Se estremecieron, se inclinaron sobre la barandilla y vieron allí abajo a un señor mayor que les indicaba con gestos que bajaran; luego se dio la vuelta y, riendo, hizo señas con ambos brazos hacia el lindero del bosque. Los muchachos volvieron los ojos hacia allí. Vieron a sus padres, que se acercaban a toda prisa y, lo que era aún más importante, detrás de ellos llegó su prima Karoline, avanzando trabajosamente, pero sobre sus dos piernas.

Descendieron confusos y, una vez abajo, se lo explicaron todo. Al principio, los muchachos no se lo querían creer. Sólo cuando les mostraron la pierna ortopédica y vieron varias veces cómo su prima la ajustaba y la retiraba, se convencieron y se tranquilizaron. El vecino —que había descubierto a los muchachos subidos en la plataforma del molino eólico que utilizaba para bombear agua a su jardín— no podía dejar de reír. Los padres, sin embargo, parecían visiblemente disgustados con Karoline.

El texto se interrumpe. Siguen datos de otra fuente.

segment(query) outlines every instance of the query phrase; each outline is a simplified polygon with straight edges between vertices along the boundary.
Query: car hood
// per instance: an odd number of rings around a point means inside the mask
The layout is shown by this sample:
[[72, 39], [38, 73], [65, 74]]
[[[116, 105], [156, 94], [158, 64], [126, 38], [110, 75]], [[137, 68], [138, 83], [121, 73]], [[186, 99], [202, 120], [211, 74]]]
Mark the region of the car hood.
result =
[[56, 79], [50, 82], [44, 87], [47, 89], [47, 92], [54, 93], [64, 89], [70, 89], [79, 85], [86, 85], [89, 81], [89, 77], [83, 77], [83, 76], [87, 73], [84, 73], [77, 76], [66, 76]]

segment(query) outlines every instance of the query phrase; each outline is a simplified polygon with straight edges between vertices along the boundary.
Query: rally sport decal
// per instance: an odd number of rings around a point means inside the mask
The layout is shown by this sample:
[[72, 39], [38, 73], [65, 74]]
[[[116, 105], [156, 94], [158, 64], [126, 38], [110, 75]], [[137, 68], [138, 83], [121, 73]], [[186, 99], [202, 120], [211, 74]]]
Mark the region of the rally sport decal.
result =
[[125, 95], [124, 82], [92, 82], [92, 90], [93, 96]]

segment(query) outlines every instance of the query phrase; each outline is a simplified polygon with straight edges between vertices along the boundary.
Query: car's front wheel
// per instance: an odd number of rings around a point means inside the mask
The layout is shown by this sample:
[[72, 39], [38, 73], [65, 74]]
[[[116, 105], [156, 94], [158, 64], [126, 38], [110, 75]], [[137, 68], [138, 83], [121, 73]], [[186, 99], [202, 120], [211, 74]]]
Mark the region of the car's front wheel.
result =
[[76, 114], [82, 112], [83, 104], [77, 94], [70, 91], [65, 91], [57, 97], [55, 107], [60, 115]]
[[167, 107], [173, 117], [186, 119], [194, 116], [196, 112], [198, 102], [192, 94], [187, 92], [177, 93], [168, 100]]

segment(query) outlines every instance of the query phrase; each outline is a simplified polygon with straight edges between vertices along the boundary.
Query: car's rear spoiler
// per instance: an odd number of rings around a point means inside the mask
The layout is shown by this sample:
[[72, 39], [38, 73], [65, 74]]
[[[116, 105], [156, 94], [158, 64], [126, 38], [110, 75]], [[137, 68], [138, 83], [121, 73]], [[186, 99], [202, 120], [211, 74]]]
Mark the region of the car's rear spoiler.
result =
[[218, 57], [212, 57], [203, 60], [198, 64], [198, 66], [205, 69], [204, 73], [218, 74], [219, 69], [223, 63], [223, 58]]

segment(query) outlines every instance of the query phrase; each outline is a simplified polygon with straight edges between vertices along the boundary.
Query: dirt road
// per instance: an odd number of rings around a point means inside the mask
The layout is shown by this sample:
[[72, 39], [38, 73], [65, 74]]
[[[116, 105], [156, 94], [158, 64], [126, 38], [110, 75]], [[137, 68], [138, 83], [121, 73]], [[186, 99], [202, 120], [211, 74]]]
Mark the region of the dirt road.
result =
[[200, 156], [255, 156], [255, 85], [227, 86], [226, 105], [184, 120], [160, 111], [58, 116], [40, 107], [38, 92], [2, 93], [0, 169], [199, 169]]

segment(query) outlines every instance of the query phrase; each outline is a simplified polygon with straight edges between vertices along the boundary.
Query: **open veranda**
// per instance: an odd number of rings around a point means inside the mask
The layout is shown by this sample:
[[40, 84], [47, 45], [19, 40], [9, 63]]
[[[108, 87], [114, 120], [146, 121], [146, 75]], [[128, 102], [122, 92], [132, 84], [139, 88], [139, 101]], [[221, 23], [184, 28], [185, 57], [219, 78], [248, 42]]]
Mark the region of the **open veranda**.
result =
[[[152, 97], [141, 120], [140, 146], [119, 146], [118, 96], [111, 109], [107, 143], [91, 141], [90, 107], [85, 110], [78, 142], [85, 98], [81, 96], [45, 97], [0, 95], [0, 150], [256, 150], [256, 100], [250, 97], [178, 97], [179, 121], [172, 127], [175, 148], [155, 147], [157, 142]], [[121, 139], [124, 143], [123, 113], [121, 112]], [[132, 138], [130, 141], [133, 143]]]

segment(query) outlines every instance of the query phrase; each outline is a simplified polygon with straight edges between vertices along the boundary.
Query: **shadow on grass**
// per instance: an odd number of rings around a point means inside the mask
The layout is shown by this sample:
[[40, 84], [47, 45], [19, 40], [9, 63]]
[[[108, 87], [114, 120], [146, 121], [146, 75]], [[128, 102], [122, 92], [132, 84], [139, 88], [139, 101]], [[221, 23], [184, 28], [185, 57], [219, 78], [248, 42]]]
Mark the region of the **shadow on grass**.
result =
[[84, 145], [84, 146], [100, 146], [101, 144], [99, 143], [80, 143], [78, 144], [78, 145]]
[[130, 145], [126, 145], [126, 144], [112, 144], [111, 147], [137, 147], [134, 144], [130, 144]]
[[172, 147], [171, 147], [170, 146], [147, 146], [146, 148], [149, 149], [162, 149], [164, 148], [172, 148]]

Por la noche, cuando los hermanos se metieron en la cama, el silencio se extendió entre ambos. Al cabo de un rato, Josef lo rompió para preguntar:

—Carl —dijo—, ¿no era hermoso lo que vimos allá arriba?

—Sí, muy hermoso —respondió su hermano, siempre más sobrio.

Luego se le oyó respirar tranquilamente. Ya dormía. Josef estaba muy lejos de poder conciliar el sueño. Sus sentidos estaban absortos en lo vivido, algo que ya no le abandonaría jamás. Aquel recuerdo ha permanecido vivo y despierto hasta este día. No hace mucho, hablando con un amigo, comentó que cada vez que se enfrenta a una amputación —y no son pocas las que ha tenido que realizar en su larga carrera de cirujano— revive en su corazón aquellas inolvidables horas de la infancia.